Supports Sensitive Dynamic Properties¶

false

Properties¶

Property	Description
Chunk Overlap	The number of characters to include from preceding and subsequent chunks. Note that if using a Chunking Strategy of ‘Section’, the Chunk Overlap will only take effect if multiple chunks are created for a given section due to the Max Chunk Size.
Chunking Strategy	Specifies how the document should be chunked.
Include Processing Elements	Specifies whether or not to include processing elements in the chunks.
Max Chunk Size	The maximum number of characters that should be included in each chunk.
Subsection Strategy	When a Section is found with one or more subsections, and the Section plus all subsections are small enough to fit within a single chunk, this property specifies how the subsections should be handled.

Relationships¶

Name	Description
failure	If the text of a FlowFile cannot be extracted for any reason, the input FlowFile will be routed to this relationship.
chunks	The chunks of the document are routed to this Relationship upon successful chunking.
original	The original document is routed to this Relationship upon successful chunking.

Writes attributes¶

Name	Description
container.id	The ID of the container that the chunk belongs to.
container.title	The title of the container that the chunk belongs to.
mime.type	The MIME type of the chunk will be set to text/plain
chunk.<key>	The metadata associated with the Document Container that was chunked.
fragment.index	The index of the chunk within the document.
fragment.count	The total number of chunks that were created from the document, plus 1. The +1 accounts for the Document itself, which is routed to the ‘original’ relationship and is convenient for use when merging the original Document back together with processing analysis of the chunks.
document.id	The ID of the Document that was chunked.

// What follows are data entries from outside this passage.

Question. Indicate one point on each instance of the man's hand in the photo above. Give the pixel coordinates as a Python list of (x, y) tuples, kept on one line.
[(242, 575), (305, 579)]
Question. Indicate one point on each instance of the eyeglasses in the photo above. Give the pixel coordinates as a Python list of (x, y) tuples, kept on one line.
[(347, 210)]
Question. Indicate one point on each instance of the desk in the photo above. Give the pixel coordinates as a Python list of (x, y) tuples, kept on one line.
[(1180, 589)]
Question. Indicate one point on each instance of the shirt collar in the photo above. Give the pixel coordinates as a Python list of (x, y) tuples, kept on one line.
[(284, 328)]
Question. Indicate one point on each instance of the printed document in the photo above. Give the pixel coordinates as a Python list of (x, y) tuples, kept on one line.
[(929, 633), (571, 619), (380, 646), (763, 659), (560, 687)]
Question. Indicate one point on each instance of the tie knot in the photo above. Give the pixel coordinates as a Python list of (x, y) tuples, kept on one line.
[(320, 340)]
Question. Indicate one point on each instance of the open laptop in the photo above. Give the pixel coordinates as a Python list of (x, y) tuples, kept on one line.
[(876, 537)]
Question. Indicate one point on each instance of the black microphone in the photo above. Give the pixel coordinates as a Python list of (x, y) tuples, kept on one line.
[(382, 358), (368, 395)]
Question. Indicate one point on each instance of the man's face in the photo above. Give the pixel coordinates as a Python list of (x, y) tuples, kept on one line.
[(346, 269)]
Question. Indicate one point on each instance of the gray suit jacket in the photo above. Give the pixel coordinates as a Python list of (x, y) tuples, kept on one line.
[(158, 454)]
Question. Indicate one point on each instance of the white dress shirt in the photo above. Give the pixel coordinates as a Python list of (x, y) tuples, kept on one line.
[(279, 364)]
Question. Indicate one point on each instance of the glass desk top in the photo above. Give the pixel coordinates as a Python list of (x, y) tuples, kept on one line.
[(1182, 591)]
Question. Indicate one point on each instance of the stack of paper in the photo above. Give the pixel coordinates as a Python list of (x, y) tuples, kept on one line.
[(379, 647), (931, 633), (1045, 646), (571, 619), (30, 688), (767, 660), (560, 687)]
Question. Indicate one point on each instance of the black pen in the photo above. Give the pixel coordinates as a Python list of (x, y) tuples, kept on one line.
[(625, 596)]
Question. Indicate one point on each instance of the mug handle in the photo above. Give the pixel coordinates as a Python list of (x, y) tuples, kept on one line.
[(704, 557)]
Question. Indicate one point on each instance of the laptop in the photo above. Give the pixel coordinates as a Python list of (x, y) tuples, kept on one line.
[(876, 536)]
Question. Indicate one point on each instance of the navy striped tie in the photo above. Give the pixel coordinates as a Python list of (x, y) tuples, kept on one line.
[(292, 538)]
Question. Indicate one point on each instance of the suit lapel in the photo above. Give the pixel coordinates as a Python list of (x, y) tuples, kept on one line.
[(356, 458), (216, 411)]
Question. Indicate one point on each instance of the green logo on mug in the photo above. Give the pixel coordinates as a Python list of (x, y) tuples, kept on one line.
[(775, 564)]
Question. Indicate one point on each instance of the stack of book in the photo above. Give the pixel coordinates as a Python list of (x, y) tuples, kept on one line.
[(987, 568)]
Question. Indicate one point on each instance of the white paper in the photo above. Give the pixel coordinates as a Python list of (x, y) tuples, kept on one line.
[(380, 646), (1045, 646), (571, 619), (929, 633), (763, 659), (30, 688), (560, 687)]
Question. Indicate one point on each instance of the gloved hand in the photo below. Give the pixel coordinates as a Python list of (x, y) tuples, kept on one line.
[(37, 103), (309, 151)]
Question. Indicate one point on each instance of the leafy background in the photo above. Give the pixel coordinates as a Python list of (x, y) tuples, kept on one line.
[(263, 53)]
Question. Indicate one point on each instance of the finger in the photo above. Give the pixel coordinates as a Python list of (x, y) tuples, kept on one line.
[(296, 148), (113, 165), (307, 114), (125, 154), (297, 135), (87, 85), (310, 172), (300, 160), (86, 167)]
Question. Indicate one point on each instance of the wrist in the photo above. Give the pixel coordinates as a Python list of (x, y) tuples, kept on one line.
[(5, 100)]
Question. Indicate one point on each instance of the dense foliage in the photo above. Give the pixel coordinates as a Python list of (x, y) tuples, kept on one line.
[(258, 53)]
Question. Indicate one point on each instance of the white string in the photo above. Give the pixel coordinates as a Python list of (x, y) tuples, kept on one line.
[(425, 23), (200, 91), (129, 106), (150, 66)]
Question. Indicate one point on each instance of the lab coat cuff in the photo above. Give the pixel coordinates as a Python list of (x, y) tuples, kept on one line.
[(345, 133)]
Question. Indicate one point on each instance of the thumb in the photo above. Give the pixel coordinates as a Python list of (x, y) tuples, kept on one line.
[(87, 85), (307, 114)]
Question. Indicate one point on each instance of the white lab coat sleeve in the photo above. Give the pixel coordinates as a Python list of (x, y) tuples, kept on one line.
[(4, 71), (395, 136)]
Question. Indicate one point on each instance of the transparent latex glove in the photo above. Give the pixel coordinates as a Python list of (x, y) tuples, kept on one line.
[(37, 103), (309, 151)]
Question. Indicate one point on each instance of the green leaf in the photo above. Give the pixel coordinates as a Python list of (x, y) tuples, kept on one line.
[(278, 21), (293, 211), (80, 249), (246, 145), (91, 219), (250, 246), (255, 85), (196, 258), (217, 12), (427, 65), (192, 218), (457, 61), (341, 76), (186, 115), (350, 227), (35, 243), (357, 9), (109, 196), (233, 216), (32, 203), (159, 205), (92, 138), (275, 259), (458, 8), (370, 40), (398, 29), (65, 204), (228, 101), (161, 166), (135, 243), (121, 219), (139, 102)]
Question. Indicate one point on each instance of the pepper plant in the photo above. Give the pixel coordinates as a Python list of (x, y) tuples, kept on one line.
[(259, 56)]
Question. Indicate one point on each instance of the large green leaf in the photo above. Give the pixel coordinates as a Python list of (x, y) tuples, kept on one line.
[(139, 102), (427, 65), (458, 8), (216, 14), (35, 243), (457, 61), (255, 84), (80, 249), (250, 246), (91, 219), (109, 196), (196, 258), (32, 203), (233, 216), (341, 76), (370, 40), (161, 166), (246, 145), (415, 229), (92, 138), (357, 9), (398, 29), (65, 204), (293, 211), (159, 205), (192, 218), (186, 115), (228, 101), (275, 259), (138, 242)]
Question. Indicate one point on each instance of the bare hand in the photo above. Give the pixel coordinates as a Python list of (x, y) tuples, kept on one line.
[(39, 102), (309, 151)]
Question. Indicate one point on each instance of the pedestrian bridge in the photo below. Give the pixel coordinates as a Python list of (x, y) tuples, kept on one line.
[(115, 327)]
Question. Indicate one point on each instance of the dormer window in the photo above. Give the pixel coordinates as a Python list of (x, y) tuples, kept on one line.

This is useful for merging the chunks back together with the original Document. The ID that is used is the UUID of the incoming FlowFile.
document.chunk.strategy	The strategy that was used to chunk the Document. One of ‘Section’ or ‘Paragraph’.
document.chunk.overlap	The number of characters from the previous chunk and subsequent chunk that are included in the given FlowFile’s text.
document.chunk.max.chars	The maximum number of characters that should be included in each chunk.
document.chunk.processing.elements.included	Specifies whether or not Processing Elements were included in the chunks. One of ‘true’ or ‘false’.
document.chunk.subsections.included	Specifies whether or not subsections were allowed to be included in the chunks. One of ‘true’ or ‘false’.